A very brief REPL session to illustrate the issue:
scala> case class Person(name: String, age: Int)
defined class Person
scala> val students = Set(Person("Alice", 18), Person("Bob", 18), Person("Charles", 19))
students: scala.collection.immutable.Set[Person] = Set(Person(Alice,18), Person(Bob,18), Person(Charles,19))
scala> val totalAge = (students map (_.age)).sum
totalAge: Int = 37
I would of course expect the total age to be 18 + 18 + 19 = 55, but because the students were stored in a Set
, so were their ages after the mapping, hence one of the 18
s disappeared before the ages were summed.
In real code this is often more insidious and harder to spot, especially if you write utility code which simply takes a Traversable
and/or use the output of methods which are declared to return a Traversable
(the implementation of which happens to be a Set). It seems to me that these situations are almost impossible to spot reliably, until/unless they manifest as a bug.
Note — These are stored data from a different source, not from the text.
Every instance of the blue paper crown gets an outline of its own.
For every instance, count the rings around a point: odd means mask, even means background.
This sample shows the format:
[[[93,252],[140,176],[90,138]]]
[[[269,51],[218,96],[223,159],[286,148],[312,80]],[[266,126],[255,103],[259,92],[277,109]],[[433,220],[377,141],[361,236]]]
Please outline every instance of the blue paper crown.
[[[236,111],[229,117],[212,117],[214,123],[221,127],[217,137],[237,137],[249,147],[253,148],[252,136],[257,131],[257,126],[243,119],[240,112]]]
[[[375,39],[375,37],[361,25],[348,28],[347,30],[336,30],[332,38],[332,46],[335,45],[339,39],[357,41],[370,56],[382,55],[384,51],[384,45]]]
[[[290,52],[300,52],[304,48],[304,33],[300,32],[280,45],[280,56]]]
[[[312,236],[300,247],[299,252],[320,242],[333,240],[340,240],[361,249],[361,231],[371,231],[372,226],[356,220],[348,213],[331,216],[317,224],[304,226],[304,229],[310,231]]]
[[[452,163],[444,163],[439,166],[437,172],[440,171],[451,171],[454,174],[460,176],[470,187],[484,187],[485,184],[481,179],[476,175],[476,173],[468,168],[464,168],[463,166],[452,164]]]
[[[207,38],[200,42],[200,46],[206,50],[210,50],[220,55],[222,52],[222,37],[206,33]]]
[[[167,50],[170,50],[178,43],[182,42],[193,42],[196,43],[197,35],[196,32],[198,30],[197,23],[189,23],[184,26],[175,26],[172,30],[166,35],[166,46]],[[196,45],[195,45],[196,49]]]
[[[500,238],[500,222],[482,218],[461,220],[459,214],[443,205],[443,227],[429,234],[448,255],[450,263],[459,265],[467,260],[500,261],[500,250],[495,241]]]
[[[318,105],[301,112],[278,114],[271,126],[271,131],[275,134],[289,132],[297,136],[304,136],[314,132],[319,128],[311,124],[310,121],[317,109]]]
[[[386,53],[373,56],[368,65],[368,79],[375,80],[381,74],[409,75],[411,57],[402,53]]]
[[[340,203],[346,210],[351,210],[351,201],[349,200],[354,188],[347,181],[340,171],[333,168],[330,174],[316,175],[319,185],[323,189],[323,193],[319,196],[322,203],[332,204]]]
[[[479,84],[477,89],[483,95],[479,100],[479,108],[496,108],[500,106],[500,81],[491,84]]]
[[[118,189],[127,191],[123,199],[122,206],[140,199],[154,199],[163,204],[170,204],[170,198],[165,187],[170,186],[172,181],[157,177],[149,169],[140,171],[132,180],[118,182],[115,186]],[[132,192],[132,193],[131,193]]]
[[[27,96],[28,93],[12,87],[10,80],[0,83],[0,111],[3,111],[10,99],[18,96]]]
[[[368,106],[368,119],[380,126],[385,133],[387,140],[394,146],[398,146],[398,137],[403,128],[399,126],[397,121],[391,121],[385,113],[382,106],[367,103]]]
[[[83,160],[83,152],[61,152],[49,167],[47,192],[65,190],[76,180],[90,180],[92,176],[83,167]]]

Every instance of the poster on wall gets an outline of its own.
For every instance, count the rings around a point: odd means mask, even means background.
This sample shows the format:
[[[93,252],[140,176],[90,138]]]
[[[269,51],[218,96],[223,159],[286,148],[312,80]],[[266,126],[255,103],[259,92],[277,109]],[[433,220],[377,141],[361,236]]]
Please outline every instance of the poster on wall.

So, are there any best practices which will reduce my exposure to this issue? Am I wrong to think about map
-ping over a general Traversable as conceptually transforming each element in place, as opposed to adding the transformed elements in turn into some new collection? Should I call .toStream
on everything before mapping, if I want to keep this mental model?
Any tips/recommendations would be greatly appreciated.
Update: Most of the answers so far have focused on the mechanics of including the duplicates in the sum. I'm more interested in the practices involved when writing code in the general case - have you drilled yourself to always call toList
on every collection before calling map
? Do you fastidiously check the concrete classes of all the collections in your app before calling methods on them? Etc.
Fixing up something that's already been identified as a problem is trivial - the hard part is preventing these errors from creeping in in the first place.